We’re also told to fear violence if Trump is declared ineligible. Huh? I fear violence either way. If Trump is allowed to stay on the ballot, and loses, might there not be violence? And if he wins, and goes after “vermin,” might that not also trigger violence? Since there is risk no matter what happens, I can’t credit fears and outright threats as sufficient grounds to avoid the text and meaning of the Clause.
And where Mr. French in his two columns was, I think, particularly persuasive was in his analysis of the history that ensued when Congress acted under the last portion of the Insurrection Clause and granted a general amnesty to Confederates in 1872. That was the beginning of the end of Reconstruction. The Ku Klux Klan then grew in power, Jim Crow was enacted, lynchings and other forms of mob rule against newly freed Blacks began, and Blacks were systematically excluded from political office and voting throughout the South. It lasted for 100 years, and arguably has never been completely repaired. The same result could occur here too (albeit perhaps on a smaller and shorter and, I hope anyway, much less dire scale). The history says we should allow the Insurrection Clause to be given its natural meaning, and exclude Trump from the ballot. His prior behavior disqualifies him to serve.
The obvious response to all of this is that taking Trump off the ballot is undemocratic, depriving voters of their choice. But we’re not a pure democracy; we’re a republic. Voting and voter choice are governed by laws and rules, the most important of which is our Constitution, and in the case of the President that includes eligibility requirements. I’d rather see “Trump fever” end with a rejection by the voters too, as that is the best way for the fever to break and not return for a third time.
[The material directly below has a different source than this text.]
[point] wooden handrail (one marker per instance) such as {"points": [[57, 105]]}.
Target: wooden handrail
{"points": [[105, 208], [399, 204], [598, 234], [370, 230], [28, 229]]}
But, whatever I or any Trump supporters may want to see, as a people we adopted a 14th Amendment which contains an Insurrection Clause, which has to mean something, especially given the centrality of the Civil War and its causes and aftermath in our nation’s history. That “something” has to be, in my opinion, a declaration that former President Trump, based on his behavior on January 6, 2021, and in the run-up to that date, has made himself ineligible to serve. If the Insurrection Clause weren’t applied here, then whenever would it apply?
Do I believe that the Supreme Court will actually do that? No, I don’t. They’ll find some way to wiggle out. But that will be just another step in their loss of credibility as an even-handed dispenser of law and justice. At least they won’t be “directing the verdict,” so to speak, as they did in Bush v. Gore; voters will still have the ultimate say. Stay tuned.
Richard P. Swanson
The views expressed here are those of the author, and do not necessarily represent or reflect the views of NYCLA, its affiliates, its officers or its Board.